I tried a lot of things:

  • simplifying the architecture, so I went from Conv → Fc → Fc → Fc to Fc → Fc
  • removing any data augmentation & regularization
  • playing around with learning rate, number of neurons, batch_size (set to 2 since I’m trying to overfit on 2 samples)
  • using PyTorch’s nn.MSELoss() instead of my own RMSELoss function

But it doesn’t work.

Here’s my code:

class MyDataset(Dataset):
    def __init__(self, csv_file, root_dir):
        self.annotations = pd.read_csv(csv_file)
        self.root_dir = root_dir

    def __len__(self):
        return len(self.annotations)

    def __getitem__(self, index):
        img_path = os.path.join(self.root_dir, self.annotations.iloc[index, 0])
        img = cv2.imread(img_path)
        res = cv2.resize(img, dsize=(40, 10), interpolation=cv2.INTER_CUBIC)
        res = res.astype(np.float32)
        res = torch.from_numpy(res)
        res = res.permute(2, 1, 0)
        y_label = torch.tensor(int(self.annotations.iloc[index, 1]))

        return (res, y_label)


class ConvNet(torch.nn.Module):
    def __init__(self):
        super(ConvNet, self).__init__()
        self.fc2 = nn.Linear(1200, 120)
        self.fc3 = nn.Linear(120, 1)

    def forward(self, x):
        out = x.reshape(x.size(0), -1)
        out = self.fc2(out)
        out = self.fc3(out)
        return out

dataset = MyDataset(
    csv_file='teeeest.csv',
    root_dir='dlib_data'
)

train_set, test_set = torch.utils.data.random_split(dataset, lengths=[2, 1])

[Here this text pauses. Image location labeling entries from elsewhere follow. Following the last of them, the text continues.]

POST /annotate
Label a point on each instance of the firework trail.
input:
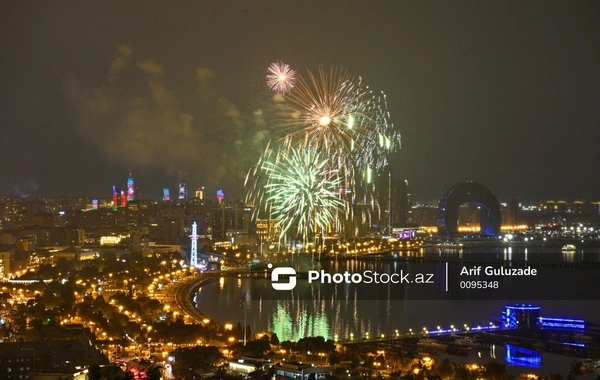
(335, 117)
(301, 189)
(281, 77)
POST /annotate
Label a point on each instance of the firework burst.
(300, 190)
(334, 118)
(280, 77)
(337, 113)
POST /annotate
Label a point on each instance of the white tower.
(194, 253)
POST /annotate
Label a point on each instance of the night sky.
(506, 93)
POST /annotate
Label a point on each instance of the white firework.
(280, 77)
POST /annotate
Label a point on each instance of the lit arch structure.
(459, 194)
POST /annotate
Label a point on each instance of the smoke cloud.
(191, 133)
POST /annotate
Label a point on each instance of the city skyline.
(503, 95)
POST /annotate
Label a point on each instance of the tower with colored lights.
(194, 250)
(130, 189)
(115, 198)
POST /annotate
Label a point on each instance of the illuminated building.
(182, 191)
(385, 199)
(116, 193)
(301, 371)
(528, 317)
(130, 189)
(490, 216)
(521, 317)
(6, 259)
(194, 242)
(267, 230)
(200, 193)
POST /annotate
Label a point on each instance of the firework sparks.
(333, 120)
(301, 190)
(280, 77)
(338, 114)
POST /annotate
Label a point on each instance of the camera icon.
(282, 271)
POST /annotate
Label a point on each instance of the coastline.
(183, 296)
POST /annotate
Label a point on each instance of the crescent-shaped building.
(464, 192)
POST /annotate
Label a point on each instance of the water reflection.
(523, 357)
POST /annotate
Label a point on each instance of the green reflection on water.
(288, 327)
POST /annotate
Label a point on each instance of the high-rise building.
(403, 210)
(130, 189)
(123, 199)
(182, 191)
(385, 191)
(115, 198)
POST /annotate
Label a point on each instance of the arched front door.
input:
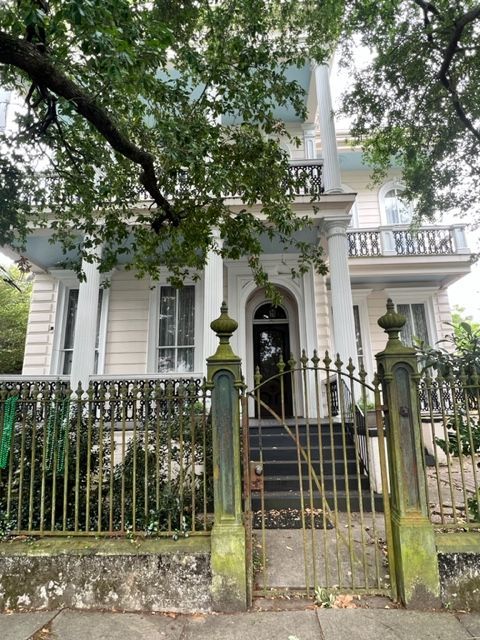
(271, 339)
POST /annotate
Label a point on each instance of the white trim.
(355, 219)
(240, 288)
(102, 330)
(384, 189)
(360, 297)
(58, 327)
(152, 337)
(65, 282)
(419, 295)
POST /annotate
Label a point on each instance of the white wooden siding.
(40, 328)
(127, 330)
(322, 315)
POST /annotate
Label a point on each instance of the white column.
(341, 292)
(83, 361)
(212, 297)
(331, 165)
(461, 245)
(309, 141)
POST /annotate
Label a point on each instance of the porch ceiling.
(437, 270)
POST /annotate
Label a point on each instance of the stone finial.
(392, 322)
(224, 326)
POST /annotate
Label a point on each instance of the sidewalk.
(299, 624)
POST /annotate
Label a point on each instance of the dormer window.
(395, 209)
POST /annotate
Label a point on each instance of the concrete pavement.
(295, 624)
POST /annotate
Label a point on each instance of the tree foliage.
(416, 104)
(14, 305)
(172, 100)
(176, 101)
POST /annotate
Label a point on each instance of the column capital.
(336, 226)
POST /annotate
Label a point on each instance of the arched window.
(394, 209)
(354, 222)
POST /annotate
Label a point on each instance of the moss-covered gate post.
(228, 559)
(414, 550)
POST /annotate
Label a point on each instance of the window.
(358, 336)
(176, 329)
(395, 210)
(4, 101)
(71, 307)
(416, 325)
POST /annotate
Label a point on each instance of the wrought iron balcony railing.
(307, 176)
(405, 241)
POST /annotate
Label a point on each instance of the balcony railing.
(404, 241)
(306, 174)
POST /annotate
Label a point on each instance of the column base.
(228, 562)
(416, 563)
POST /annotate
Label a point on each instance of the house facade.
(135, 328)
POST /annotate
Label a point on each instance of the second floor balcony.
(405, 241)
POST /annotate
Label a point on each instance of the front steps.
(346, 486)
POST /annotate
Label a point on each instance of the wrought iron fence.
(423, 242)
(364, 244)
(451, 438)
(318, 474)
(117, 459)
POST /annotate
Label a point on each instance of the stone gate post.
(228, 551)
(414, 552)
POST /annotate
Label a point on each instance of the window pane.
(391, 211)
(166, 332)
(72, 306)
(406, 334)
(99, 318)
(185, 360)
(416, 325)
(166, 360)
(419, 322)
(186, 316)
(397, 211)
(67, 362)
(269, 312)
(358, 335)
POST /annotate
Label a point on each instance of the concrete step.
(292, 500)
(290, 467)
(291, 483)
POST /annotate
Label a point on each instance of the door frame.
(256, 300)
(264, 324)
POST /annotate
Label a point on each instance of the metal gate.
(315, 482)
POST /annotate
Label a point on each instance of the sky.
(466, 293)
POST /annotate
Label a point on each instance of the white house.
(136, 328)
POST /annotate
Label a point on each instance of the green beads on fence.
(8, 422)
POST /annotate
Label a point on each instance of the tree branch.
(443, 74)
(42, 71)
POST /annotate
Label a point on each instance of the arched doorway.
(271, 341)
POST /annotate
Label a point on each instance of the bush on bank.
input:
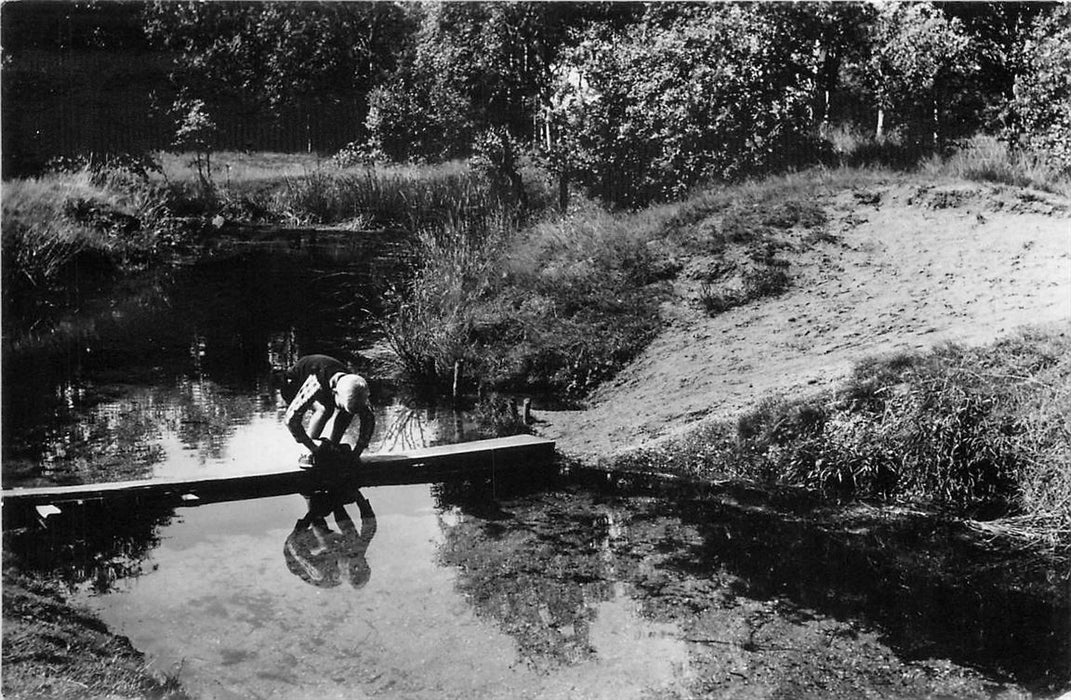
(983, 431)
(555, 307)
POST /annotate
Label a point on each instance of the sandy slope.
(910, 267)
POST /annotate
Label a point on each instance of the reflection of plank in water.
(417, 467)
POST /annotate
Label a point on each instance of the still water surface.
(456, 590)
(221, 600)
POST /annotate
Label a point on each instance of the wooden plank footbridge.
(500, 456)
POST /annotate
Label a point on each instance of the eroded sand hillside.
(906, 267)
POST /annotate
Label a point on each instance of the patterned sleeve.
(301, 402)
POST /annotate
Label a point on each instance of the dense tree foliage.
(636, 101)
(706, 92)
(1041, 106)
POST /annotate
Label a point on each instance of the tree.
(481, 67)
(1041, 107)
(917, 56)
(272, 55)
(689, 94)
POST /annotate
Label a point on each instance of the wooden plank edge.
(422, 466)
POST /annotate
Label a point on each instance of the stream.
(567, 583)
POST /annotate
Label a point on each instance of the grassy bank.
(51, 650)
(979, 431)
(99, 221)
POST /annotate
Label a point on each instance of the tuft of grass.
(982, 431)
(985, 158)
(96, 218)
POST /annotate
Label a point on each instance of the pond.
(566, 584)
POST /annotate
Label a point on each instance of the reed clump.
(981, 431)
(95, 218)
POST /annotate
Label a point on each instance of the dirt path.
(910, 268)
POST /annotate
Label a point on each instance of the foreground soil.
(51, 650)
(901, 268)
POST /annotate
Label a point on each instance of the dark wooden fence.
(84, 101)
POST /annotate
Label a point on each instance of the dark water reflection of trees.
(94, 380)
(540, 564)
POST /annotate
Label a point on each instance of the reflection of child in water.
(321, 557)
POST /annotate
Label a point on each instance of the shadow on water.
(540, 554)
(930, 588)
(91, 385)
(322, 557)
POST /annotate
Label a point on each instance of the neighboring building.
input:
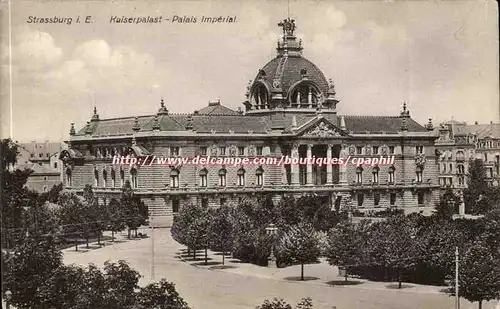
(291, 109)
(43, 160)
(459, 142)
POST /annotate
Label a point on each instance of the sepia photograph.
(249, 154)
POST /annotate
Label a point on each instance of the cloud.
(34, 49)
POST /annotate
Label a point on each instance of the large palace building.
(290, 110)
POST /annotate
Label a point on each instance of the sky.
(439, 56)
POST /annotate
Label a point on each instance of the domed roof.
(292, 72)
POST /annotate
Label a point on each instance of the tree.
(136, 212)
(221, 230)
(394, 243)
(299, 245)
(116, 217)
(479, 274)
(448, 205)
(479, 197)
(305, 303)
(27, 268)
(72, 216)
(161, 295)
(345, 244)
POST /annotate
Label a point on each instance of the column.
(257, 99)
(343, 167)
(309, 97)
(294, 168)
(282, 169)
(329, 167)
(309, 179)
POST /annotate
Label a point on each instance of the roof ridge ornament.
(136, 126)
(156, 124)
(163, 109)
(288, 26)
(95, 116)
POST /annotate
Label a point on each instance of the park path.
(204, 288)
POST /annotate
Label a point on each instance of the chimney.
(342, 123)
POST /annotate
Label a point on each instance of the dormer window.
(260, 97)
(305, 95)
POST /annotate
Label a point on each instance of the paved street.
(203, 288)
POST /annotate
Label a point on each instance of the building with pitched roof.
(42, 158)
(290, 110)
(459, 142)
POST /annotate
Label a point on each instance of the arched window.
(96, 178)
(69, 178)
(259, 175)
(104, 178)
(305, 95)
(222, 177)
(260, 97)
(113, 178)
(174, 178)
(419, 173)
(122, 177)
(241, 177)
(392, 170)
(133, 178)
(203, 177)
(375, 175)
(359, 175)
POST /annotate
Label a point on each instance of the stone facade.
(291, 111)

train_loader = DataLoader(dataset=train_set, batch_size=2, shuffle=True)
test_loader = DataLoader(dataset=test_set, batch_size=2, shuffle=True)

def RMSELoss(yhat,y):
    return torch.sqrt(torch.mean((yhat-y)**2))

model = ConvNet()
# criterion = nn.MSELoss()
criterion = RMSELoss

optimizer = torch.optim.Adam(model.parameters(), lr=0.00001)

losses = []

for epoch in range(30000):
    for batch_idx, (data, targets) in enumerate(train_loader):
        data = data.to(device=device)
        targets = targets.to(device=device)
        scores = model(data)
        loss = criterion(scores.float(), targets.float())
        losses.append(loss.item())
        optimizer.zero_grad()
        loss.backward()
        optimizer.step()
    print('Cost: {0} = {1}'.format(epoch, sum(losses)/len(losses)))

Does anyone have any idea on how to make my network overfit, so I know the network’s code is working?

1 Like

Make sure both your inputs and your outputs are normalized and try it again. How to normalize a tensor to 0 mean and 1 variance? - #2 by ptrblck

I have already tried normalizing my inputs with a transforms, but what do you mean exactly by normalizing my outputs?

I mean if your target outputs are numbers between 0 and 1600, normalize it with the mean and variance of your targets, or so that the target outputs are between -1 and 1, or both.

Thanks, this seems to be giving some decent results… My model can overfit now.

1 Like

What specific solution did you do? So other people can see.

Hello. The domain of my target variable is strictly 0-1. My dataset, however, has target variable range of 0.1 - 0.6. Is it necessary to normalize it? I’m using Sigmoid at the last layer so if I’m normalizing it, it won’t be able to predict any real data outside my dataset target variable range.